Earlier this evening, at the closing dinner of a Liberty Fund conference that focused on the writings of Armen Alchian and Henry Manne, Jerry Jordan (a student at U.C.L.A. of Alchian and past president of the Cleveland Fed) relayed an instance that I’d never before heard. It is ….
…. many years ago (mid-1960s, is my guess) a hot-shot, freshly minted PhD student from M.I.T. – who wrote under Paul Samuelson – was starting his career as an assistant professor of economics at U.C.L.A. This young professor (who is today quite well known among economists) was assigned to teach the first semester PhD microeconomics-theory course at U.C.L.A. – a course normally and famously taught by the incomparable Alchian (who was, that semester, on a leave of absence). The young hot-shot economist, however, ran into Alchian in an elevator at U.C.L.A. just before the semester started and, very wisely, sought Alchian’s counsel on what material to cover in that first-semester PhD microeconomics class.

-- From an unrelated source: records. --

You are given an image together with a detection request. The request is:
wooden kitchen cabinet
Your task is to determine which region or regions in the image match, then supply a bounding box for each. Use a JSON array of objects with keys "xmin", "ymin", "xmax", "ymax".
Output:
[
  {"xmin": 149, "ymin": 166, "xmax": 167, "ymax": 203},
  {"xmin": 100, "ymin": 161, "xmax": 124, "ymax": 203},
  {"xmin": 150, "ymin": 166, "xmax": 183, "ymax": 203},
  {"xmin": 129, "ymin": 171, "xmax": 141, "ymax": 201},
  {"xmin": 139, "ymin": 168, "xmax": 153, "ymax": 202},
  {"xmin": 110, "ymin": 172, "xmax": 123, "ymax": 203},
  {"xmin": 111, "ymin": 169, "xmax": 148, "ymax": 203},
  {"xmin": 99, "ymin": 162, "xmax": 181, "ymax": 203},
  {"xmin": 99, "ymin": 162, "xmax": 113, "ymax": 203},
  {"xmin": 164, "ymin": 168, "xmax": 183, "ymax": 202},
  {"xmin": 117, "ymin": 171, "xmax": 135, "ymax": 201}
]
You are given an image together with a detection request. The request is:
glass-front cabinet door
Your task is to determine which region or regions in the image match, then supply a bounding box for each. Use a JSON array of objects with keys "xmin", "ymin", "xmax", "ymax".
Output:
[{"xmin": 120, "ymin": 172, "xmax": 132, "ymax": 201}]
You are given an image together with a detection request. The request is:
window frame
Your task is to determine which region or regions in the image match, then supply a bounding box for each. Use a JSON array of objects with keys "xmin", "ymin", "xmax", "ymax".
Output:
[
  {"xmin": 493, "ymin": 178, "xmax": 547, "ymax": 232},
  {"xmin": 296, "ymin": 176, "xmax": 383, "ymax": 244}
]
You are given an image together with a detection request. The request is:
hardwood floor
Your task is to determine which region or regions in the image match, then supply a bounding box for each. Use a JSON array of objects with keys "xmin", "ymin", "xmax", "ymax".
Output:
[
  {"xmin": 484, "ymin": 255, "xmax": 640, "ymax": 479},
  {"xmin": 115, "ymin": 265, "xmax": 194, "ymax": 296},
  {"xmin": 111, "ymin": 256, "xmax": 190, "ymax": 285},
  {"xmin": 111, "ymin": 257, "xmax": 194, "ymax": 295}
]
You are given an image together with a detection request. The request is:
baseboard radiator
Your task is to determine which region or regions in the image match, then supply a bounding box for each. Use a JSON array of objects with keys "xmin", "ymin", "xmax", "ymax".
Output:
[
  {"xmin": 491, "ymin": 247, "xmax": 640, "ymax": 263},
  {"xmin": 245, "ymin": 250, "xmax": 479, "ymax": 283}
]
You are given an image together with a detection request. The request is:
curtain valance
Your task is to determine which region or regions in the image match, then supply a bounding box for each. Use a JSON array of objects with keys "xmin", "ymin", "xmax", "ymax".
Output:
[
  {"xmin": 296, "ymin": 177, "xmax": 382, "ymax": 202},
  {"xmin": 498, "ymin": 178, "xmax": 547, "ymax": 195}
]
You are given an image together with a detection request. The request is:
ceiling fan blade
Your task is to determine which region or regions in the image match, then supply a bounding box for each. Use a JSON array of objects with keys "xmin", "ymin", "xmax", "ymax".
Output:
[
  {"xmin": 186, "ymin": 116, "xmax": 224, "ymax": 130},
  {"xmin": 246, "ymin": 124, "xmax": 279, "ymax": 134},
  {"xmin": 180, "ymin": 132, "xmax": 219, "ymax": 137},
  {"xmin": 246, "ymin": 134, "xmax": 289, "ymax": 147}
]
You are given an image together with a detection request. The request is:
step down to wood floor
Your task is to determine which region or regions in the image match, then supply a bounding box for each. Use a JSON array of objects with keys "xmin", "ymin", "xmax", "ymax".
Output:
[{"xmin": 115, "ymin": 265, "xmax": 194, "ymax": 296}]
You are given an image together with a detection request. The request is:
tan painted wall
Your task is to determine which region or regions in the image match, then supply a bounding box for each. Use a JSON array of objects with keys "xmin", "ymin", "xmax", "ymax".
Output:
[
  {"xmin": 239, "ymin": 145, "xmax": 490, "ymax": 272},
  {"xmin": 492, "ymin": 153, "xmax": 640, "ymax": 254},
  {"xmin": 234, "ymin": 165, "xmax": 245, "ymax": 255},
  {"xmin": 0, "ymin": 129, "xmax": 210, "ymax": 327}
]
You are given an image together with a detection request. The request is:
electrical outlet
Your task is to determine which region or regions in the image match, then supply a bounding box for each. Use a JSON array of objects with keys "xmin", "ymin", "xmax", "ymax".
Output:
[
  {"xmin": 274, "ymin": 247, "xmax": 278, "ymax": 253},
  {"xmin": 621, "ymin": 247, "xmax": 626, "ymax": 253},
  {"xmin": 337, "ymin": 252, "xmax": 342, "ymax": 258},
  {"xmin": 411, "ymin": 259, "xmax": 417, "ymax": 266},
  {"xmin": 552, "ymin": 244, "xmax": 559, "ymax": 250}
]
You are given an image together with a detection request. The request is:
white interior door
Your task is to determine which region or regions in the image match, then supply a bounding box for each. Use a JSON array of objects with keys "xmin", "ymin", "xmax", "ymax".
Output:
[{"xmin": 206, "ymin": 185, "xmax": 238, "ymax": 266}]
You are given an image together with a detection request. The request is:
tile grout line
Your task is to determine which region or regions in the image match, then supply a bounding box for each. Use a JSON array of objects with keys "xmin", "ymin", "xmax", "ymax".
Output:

“Demand,” replied Alchian to the young professor’s query – as in ‘the theory of consumer, and of derived, demand.’
“Oh yes!” exclaimed the young prof., “I already have some lectures planned on demand. But what else, in addition, should I cover in the course?”
Alchian replied: “Demand. That’s all there is.”
Alchian, in this as in everything else that he addressed, was correct. At the end of the day, nearly all that is correct and worthwhile in economics is found in a deep understanding of the law of demand.